OpenMP threads not activating when run with mpirun

While trying to run a hybrid MPI/OpenMP application I realized that the number of OpenMP threads was always 1, even though I exported OMP_NUM_THREAS=36. I build a small C++ example showing the issue:

#include <vector>
#include "math.h"

int main ()
{
    int n=4000000,  m=1000;
    double x=0,y=0;
    double s=0;
    std::vector< double > shifts(n,0);


    #pragma omp parallel for reduction(+:x,y)
    for (int j=0; j<n; j++) {

        double r=0.0;
        for (int i=0; i < m; i++){

            double rand_g1 = cos(i/double(m));
            double rand_g2 = sin(i/double(m));

            x += rand_g1;
            y += rand_g2;
            r += sqrt(rand_g1*rand_g1 + rand_g2*rand_g2);
        }
        shifts[j] = r / m;
    }
}

I compile the code using g++:

g++ -fopenmp main.cpp

OMP_NUM_THREADS is still set to 36. When I run the code with just:

time ./a.out

I get a run-time of about 6 seconds and htop shows the command using all 36 cores of my local node, as expected. When I run it with mpirun:

time mpirun -np 1 ./a.out

I get a run-time of 3m20s and htop shows the command is using only on one core.

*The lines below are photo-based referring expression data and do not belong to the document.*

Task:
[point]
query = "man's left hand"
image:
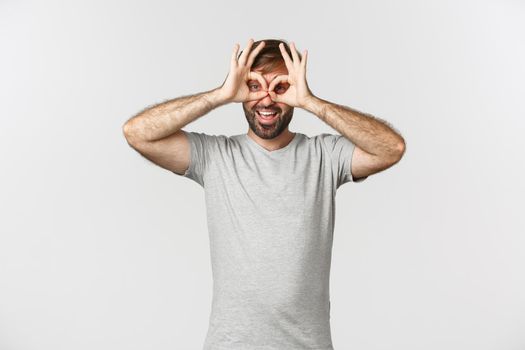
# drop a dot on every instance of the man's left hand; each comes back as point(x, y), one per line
point(298, 93)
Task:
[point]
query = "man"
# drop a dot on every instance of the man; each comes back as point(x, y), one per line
point(270, 194)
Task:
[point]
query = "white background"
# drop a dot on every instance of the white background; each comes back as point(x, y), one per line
point(101, 249)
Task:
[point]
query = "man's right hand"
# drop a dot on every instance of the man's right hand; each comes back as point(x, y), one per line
point(235, 88)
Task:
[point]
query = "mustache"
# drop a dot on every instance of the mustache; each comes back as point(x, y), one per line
point(266, 110)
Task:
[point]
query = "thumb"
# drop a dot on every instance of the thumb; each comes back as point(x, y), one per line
point(274, 96)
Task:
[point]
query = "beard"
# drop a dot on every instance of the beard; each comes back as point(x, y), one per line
point(268, 131)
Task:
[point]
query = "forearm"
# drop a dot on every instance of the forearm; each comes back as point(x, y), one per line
point(161, 120)
point(364, 130)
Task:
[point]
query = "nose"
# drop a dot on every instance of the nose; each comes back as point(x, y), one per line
point(266, 101)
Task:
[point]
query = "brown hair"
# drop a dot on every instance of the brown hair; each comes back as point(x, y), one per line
point(270, 57)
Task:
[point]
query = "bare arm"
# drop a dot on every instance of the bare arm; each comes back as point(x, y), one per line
point(164, 119)
point(369, 133)
point(377, 145)
point(156, 132)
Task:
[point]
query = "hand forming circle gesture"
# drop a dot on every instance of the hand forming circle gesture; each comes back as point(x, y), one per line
point(235, 87)
point(298, 93)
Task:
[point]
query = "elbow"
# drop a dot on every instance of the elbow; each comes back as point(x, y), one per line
point(399, 151)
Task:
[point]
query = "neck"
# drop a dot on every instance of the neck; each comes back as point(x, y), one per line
point(273, 144)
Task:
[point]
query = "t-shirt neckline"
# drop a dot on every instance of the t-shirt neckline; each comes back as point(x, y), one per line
point(264, 150)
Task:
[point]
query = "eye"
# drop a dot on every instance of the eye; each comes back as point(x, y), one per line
point(280, 88)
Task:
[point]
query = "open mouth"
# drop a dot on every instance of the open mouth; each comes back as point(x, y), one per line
point(267, 118)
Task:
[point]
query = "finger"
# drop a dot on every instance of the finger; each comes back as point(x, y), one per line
point(303, 62)
point(287, 59)
point(245, 52)
point(260, 79)
point(295, 56)
point(254, 53)
point(253, 96)
point(277, 80)
point(274, 96)
point(233, 60)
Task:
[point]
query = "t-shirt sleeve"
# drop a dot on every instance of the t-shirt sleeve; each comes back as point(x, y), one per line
point(201, 147)
point(341, 150)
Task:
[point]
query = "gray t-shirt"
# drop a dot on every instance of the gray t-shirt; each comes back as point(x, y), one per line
point(270, 218)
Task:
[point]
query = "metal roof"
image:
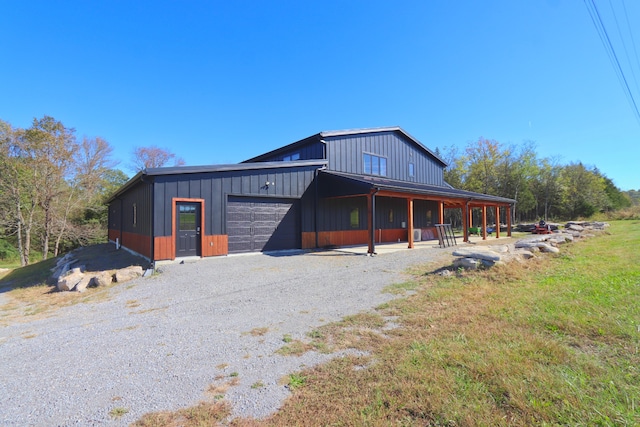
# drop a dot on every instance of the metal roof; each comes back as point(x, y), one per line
point(417, 188)
point(182, 170)
point(347, 132)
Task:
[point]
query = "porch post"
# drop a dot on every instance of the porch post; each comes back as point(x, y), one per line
point(465, 222)
point(484, 222)
point(410, 221)
point(370, 225)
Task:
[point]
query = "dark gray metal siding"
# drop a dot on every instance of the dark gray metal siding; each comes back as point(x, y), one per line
point(335, 214)
point(344, 154)
point(215, 187)
point(263, 224)
point(122, 211)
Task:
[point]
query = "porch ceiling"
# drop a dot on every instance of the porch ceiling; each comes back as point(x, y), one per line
point(336, 184)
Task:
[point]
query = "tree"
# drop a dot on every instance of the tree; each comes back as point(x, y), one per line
point(47, 181)
point(50, 146)
point(153, 157)
point(17, 193)
point(92, 161)
point(483, 158)
point(547, 187)
point(582, 191)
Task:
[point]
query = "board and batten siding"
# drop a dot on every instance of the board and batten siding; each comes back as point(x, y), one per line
point(130, 219)
point(345, 154)
point(215, 187)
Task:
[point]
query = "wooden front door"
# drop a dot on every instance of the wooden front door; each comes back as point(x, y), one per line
point(187, 229)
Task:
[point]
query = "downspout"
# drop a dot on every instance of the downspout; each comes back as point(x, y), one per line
point(316, 200)
point(152, 255)
point(121, 222)
point(373, 221)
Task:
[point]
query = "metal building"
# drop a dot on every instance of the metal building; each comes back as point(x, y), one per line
point(361, 186)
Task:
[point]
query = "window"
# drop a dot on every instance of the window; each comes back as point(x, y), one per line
point(291, 157)
point(187, 217)
point(354, 218)
point(374, 165)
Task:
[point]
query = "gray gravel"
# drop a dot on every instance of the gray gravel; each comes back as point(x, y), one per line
point(159, 343)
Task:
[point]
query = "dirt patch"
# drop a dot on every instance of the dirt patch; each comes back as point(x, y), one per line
point(105, 257)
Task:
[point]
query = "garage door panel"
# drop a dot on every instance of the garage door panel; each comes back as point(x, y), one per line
point(255, 224)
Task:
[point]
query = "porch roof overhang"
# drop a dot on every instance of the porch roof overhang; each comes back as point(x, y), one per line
point(338, 184)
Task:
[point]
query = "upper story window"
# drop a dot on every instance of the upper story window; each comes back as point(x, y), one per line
point(375, 165)
point(291, 157)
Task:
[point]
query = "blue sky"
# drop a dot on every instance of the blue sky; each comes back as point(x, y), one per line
point(220, 82)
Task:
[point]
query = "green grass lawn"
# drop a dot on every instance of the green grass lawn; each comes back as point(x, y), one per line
point(554, 341)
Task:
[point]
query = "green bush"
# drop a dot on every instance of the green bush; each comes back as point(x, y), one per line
point(7, 251)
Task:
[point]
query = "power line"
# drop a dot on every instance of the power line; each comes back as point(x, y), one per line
point(624, 45)
point(606, 41)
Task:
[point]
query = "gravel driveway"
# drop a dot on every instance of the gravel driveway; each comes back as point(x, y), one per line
point(158, 343)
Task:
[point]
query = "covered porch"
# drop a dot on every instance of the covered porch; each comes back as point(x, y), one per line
point(432, 200)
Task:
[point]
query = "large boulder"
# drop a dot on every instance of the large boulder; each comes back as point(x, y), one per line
point(467, 263)
point(484, 254)
point(129, 273)
point(81, 286)
point(70, 280)
point(103, 278)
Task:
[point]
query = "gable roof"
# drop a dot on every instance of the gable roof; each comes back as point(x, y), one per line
point(185, 170)
point(347, 132)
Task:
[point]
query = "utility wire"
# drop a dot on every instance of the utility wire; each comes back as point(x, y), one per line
point(606, 41)
point(624, 45)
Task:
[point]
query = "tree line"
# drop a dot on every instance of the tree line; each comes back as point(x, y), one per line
point(54, 187)
point(542, 187)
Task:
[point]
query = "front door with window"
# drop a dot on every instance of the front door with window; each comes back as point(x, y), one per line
point(187, 229)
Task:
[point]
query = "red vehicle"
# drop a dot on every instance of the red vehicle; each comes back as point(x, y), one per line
point(542, 228)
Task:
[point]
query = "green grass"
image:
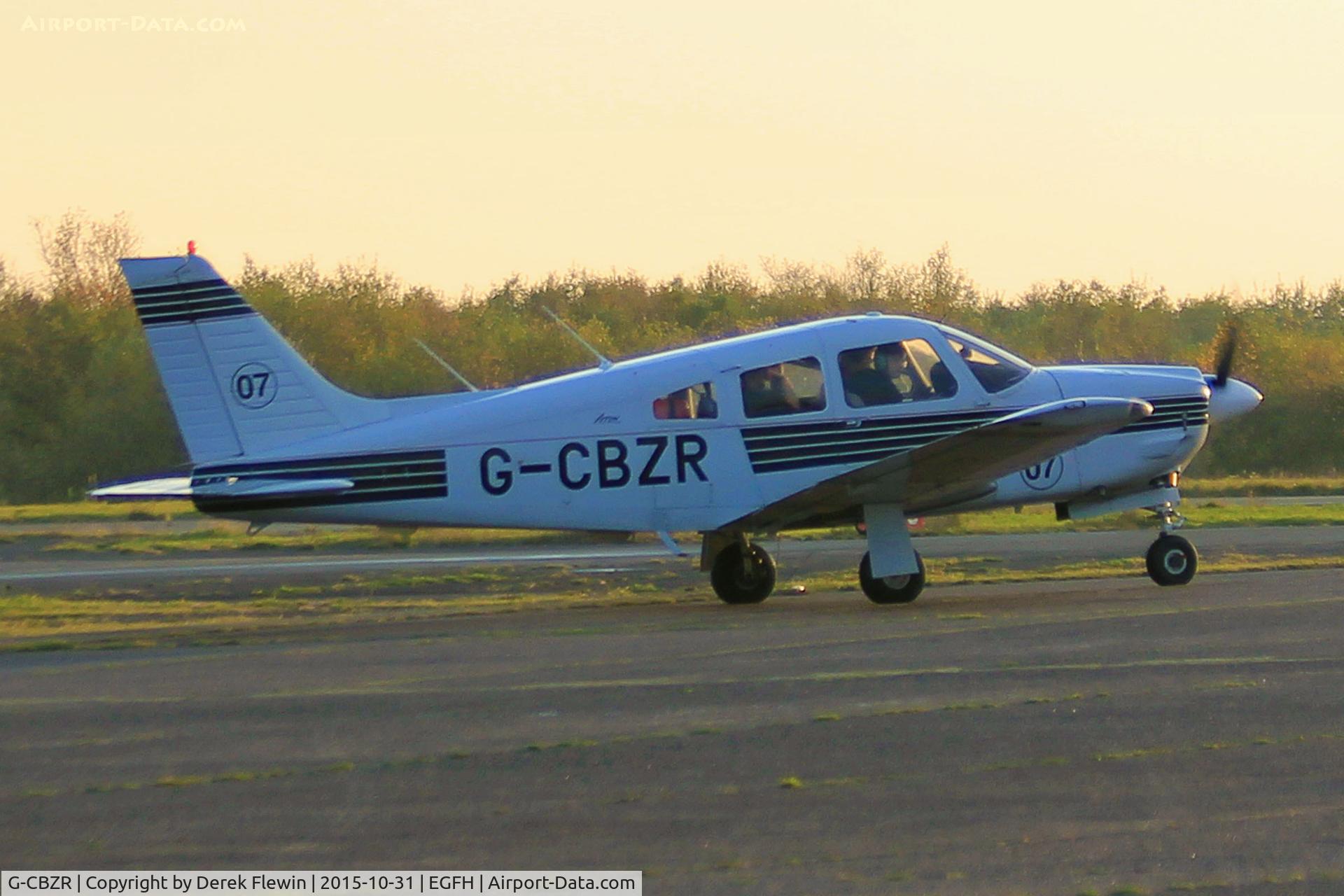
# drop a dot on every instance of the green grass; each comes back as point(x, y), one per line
point(136, 620)
point(97, 512)
point(1262, 485)
point(1003, 522)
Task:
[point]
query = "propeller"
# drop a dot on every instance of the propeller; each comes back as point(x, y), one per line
point(1226, 352)
point(1230, 398)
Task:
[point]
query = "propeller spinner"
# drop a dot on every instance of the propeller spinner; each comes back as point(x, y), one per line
point(1228, 398)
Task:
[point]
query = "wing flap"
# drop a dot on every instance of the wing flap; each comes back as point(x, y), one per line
point(958, 468)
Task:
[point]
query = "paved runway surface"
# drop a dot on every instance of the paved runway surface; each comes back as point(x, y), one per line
point(1011, 739)
point(258, 568)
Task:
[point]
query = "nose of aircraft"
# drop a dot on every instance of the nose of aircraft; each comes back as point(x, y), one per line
point(1231, 398)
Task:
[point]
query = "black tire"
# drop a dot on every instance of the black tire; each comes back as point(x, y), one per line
point(1172, 561)
point(737, 582)
point(898, 589)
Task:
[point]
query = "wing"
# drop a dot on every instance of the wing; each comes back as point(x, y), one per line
point(958, 468)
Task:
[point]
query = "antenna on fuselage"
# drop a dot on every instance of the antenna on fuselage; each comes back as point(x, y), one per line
point(603, 360)
point(448, 367)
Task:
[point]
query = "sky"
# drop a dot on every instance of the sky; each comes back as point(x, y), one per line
point(1191, 146)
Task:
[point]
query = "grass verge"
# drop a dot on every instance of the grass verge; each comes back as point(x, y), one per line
point(132, 620)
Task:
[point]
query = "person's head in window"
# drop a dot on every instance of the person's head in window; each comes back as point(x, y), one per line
point(766, 390)
point(866, 382)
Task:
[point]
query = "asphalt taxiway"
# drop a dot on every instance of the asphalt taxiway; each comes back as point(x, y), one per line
point(1059, 738)
point(55, 573)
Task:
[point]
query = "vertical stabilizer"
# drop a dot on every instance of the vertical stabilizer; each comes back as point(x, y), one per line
point(235, 386)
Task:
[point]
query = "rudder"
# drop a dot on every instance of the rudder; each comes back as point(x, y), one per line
point(235, 386)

I've also tried using mpirun -np 1 -x OMP_NUM_THREADS=36 ./a.out but results were the same.

I am using GCC 9.2.0 and OpenMPI 4.1.0a1. Since this is a developer version, I've also tried with OpenMPI 4.0.3 with the same result.

Any idea what I am missing?

Solution

The default behavior of Open MPI is to

bind a MPI task on a core if there are two or less MPI tasks
bind a MPI task to a socket otherwise

So you really should

mpirun --bind-to none -np 1 ./a.out

so your MPI task can access all the cores of your host.